# Dont Get It..



## BKNY312 (Jul 7, 2013)

i have a 16v 2.0 built to 2.2 turbo i was trying to put on the timing belt but cant seem to find it the right one i tried 1.8 16v i tried 2.0 1.6v im still way off almost an inch.. anyone has a solution to this mess? opcorn: 

thanks..











http://i43.tinypic.com/23s6ng4.jpg


----------



## BKNY312 (Jul 7, 2013)




----------



## weejunGL (Feb 2, 2005)

This is the W8 engine forum, doubt you will get any answers here..

try the timingbelt for the ABF tallblock, its longer


----------



## BKNY312 (Jul 7, 2013)

weejunGL said:


> This is the W8 engine forum, doubt you will get any answers here..
> 
> try the timingbelt for the ABF tallblock, its longer


Damn :banghead: I didnt even notice thank you sir and happy thanksgiving ..


----------



## BKNY312 (Jul 7, 2013)

weejunGL said:


> This is the W8 engine forum, doubt you will get any answers here..
> 
> try the timingbelt for the ABF tallblock, its longer


what car is that ABF timing belt from?


----------



## BKNY312 (Jul 7, 2013)

opcorn:


----------



## BKNY312 (Jul 7, 2013)

Does anyone know where i can get a ABF timing belt from what vehicle carries it? 


thanks...


----------



## BKNY312 (Jul 7, 2013)

opcorn:


----------



## weejunGL (Feb 2, 2005)

have your thread moved.. or start a new one at the right place, maybe someone will read it..


the ABF is the Euorpean 150HP 2.0L 16v engine..
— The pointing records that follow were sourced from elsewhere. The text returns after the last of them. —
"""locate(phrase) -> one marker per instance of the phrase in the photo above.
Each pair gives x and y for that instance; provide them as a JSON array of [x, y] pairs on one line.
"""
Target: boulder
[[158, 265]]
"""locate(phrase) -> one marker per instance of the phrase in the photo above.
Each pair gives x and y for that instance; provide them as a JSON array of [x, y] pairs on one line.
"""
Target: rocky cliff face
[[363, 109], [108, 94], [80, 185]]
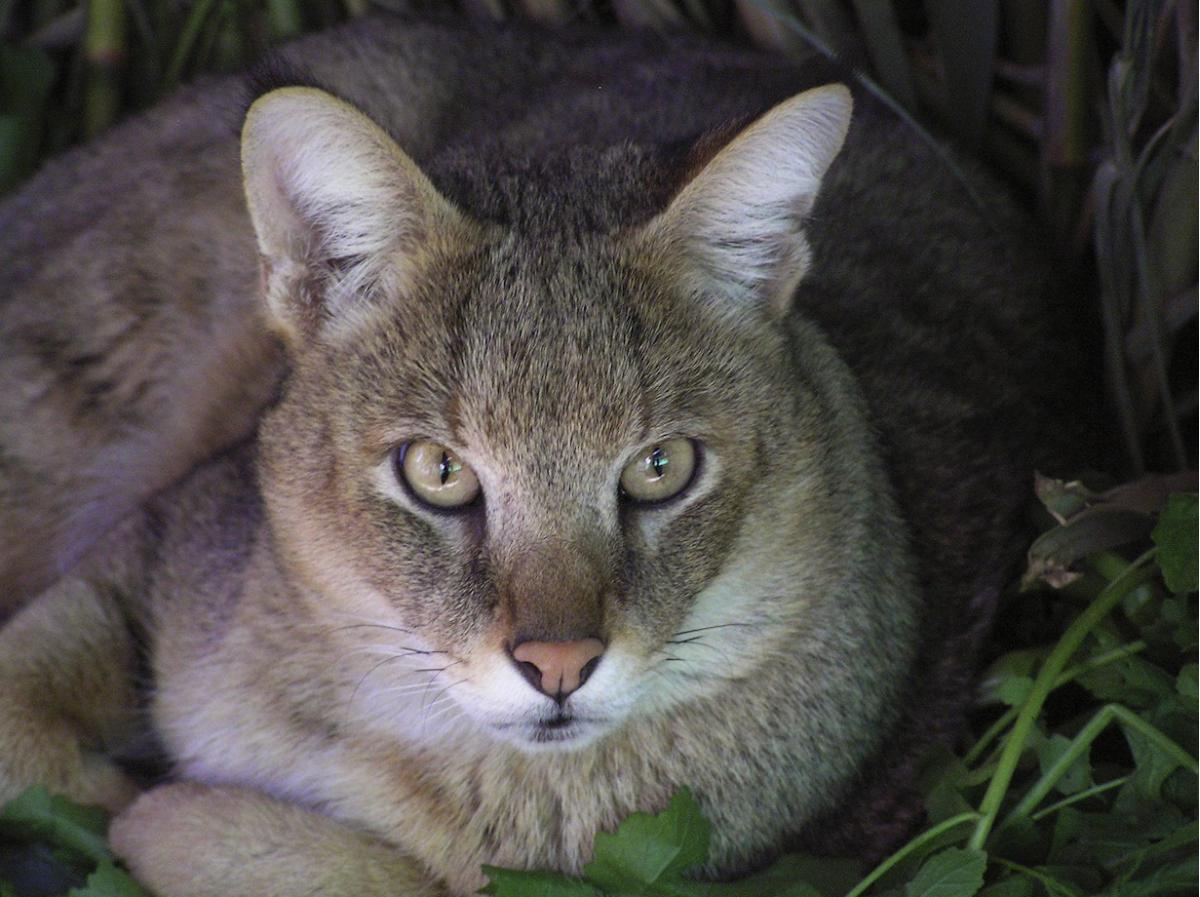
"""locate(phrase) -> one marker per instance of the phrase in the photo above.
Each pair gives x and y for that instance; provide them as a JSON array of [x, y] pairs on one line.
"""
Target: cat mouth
[[561, 730]]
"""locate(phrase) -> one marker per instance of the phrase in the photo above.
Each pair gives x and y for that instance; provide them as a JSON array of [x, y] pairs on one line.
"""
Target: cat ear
[[337, 208], [735, 233]]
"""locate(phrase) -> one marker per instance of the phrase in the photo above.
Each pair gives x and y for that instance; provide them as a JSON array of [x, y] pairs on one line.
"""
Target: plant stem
[[105, 54], [1079, 745], [196, 19], [1080, 796], [912, 846], [989, 808], [1093, 663]]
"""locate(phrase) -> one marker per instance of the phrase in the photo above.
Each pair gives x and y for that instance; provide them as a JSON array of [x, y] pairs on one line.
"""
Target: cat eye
[[660, 470], [437, 476]]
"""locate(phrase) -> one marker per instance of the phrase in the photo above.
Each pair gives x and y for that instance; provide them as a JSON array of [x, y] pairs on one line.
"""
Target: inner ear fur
[[733, 234], [337, 206]]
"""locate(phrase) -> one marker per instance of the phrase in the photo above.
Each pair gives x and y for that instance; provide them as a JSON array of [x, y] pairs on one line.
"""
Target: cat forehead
[[505, 335]]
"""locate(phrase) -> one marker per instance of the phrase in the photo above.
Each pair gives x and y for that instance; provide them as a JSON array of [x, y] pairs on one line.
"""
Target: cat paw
[[189, 840]]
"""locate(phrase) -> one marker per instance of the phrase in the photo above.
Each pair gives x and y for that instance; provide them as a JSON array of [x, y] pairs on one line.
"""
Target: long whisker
[[706, 628]]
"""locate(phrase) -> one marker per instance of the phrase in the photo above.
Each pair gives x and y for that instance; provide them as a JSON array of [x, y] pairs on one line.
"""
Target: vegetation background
[[1083, 777]]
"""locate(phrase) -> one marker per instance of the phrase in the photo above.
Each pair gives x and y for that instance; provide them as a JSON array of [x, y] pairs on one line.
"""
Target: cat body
[[579, 248]]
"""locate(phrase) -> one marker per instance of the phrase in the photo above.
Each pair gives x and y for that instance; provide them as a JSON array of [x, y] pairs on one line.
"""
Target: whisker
[[706, 628]]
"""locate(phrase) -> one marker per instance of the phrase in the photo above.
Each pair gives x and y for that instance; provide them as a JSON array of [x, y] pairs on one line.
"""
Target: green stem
[[1080, 796], [915, 844], [191, 30], [1079, 745], [989, 808], [103, 48], [1101, 660]]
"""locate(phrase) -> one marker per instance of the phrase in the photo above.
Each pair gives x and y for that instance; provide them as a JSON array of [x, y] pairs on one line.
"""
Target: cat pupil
[[659, 462]]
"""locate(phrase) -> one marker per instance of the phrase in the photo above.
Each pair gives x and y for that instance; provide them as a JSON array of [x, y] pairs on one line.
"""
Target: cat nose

probably the same timingbelt on the 1.8 20V Turbo engines too


----------



## BKNY312 (Jul 7, 2013)

weejunGL said:


> have your thread moved.. or start a new one at the right place, maybe someone will read it..
> 
> 
> the ABF is the Euorpean 150HP 2.0L 16v engine..
> ...


Ive ordered a 1.8t 20v timing belt will get it tomorrow hopefully it fits ive heard I slightly longer..hopefully does the job its 4th belt :banghead:


----------



## BKNY312 (Jul 7, 2013)

got it to work 2002 1.8t 20v timing belt fits perfect thanks to those who helped...


----------